Mt Rainier, Spirit Lake and the east rim of the crater.

The dome. I can see the difference from three years ago. You can see steam , too.

The blast zone, lahar floodplain and Johnston Ridge.

Mt Adams to the east. See the small red flag to the left of the ski poles? You don't want to cross that point. Where we are standing is the true rim, everything else is subject to change. The man in the cap is our trip leader and if you look to the left of his feet you can see a crack in the shelf.

A dangerous snow cornice shows its layers. Notice how it is breaking apart and drooping? It will drop into the crater soon. The rim is marked with flags and in some places there was easily 20 more feet of snow before open sky. This is simply a snow shelf. In some places you could see cracks developing where it was going to break away.

I did some glissade on the trip down. This techniques can be risky but if you follow in the "buttpath" of those before you, it is simply wet and fun.

I am tired from the shoulders up. The tension in my neck and shoulders from staring at the ground and working walking poles remains. Happily my legs, and more importantly my feet, are in fine shape.

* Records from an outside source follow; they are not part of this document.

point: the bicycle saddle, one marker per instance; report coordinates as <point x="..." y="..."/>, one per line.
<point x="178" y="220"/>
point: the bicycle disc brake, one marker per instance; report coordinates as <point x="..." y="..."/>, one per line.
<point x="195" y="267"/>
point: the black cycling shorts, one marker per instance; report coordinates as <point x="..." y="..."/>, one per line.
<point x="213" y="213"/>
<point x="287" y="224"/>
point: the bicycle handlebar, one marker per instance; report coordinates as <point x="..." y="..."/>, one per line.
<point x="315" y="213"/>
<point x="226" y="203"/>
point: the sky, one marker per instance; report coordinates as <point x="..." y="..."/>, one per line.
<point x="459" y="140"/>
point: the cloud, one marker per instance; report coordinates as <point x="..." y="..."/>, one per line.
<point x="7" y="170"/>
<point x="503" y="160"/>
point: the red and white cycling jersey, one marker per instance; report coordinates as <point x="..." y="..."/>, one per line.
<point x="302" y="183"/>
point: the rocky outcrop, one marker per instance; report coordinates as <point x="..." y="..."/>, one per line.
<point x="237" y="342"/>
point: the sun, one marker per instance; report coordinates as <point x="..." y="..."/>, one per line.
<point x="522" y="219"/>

  1. Holy Smokes! That picture of the Ape Caves is amazing. What an adventurous woman you are. Bet it was worth the few aches and pains you took home with you.

  2. Gorgeous!! I love the changes you've made to your blog, too. And I sent it to my dad, I think he'll love reading your stories and seeing your pictures. :) We lived in WA for a few years growing up.

  3. There's a lava tube on the Big Island of Hawaii at the Volcano National Park as well, very chilly to go through so I can imagine that one is even worse, brrr.
    I love seeing those mountains from the same vantage point (mainly from an airplane for me) it gives you an awesome feeling to know you're surrounding by these giants.
    Great pictures, you're a brave soul!

  4. Another great post,Marti. We are finally back home, after a great few weeks in BC and AB. We were at St. Helen's last summer and went around to Windy Ridge. Had hoped to do some hiking but it was very hot and no water anywhere. Great views but we did no hiking.

  5. Thanks everyone. I was pleased that I only had pain from the armpits up. My arms were sore from ski pole use and my shoulders and neck from staring at the ground/footing on the climb.

    I carried 4 L of water for this hike. A 2.5 gallon cube of water is currently residing in my car. Since I got my water bladder backpack, I have not had issues with water. Last year I definitely ran into trouble on some hikes in not having enough.

    CFO I hope your Dad enjoys the stories. It is nice being able to share them.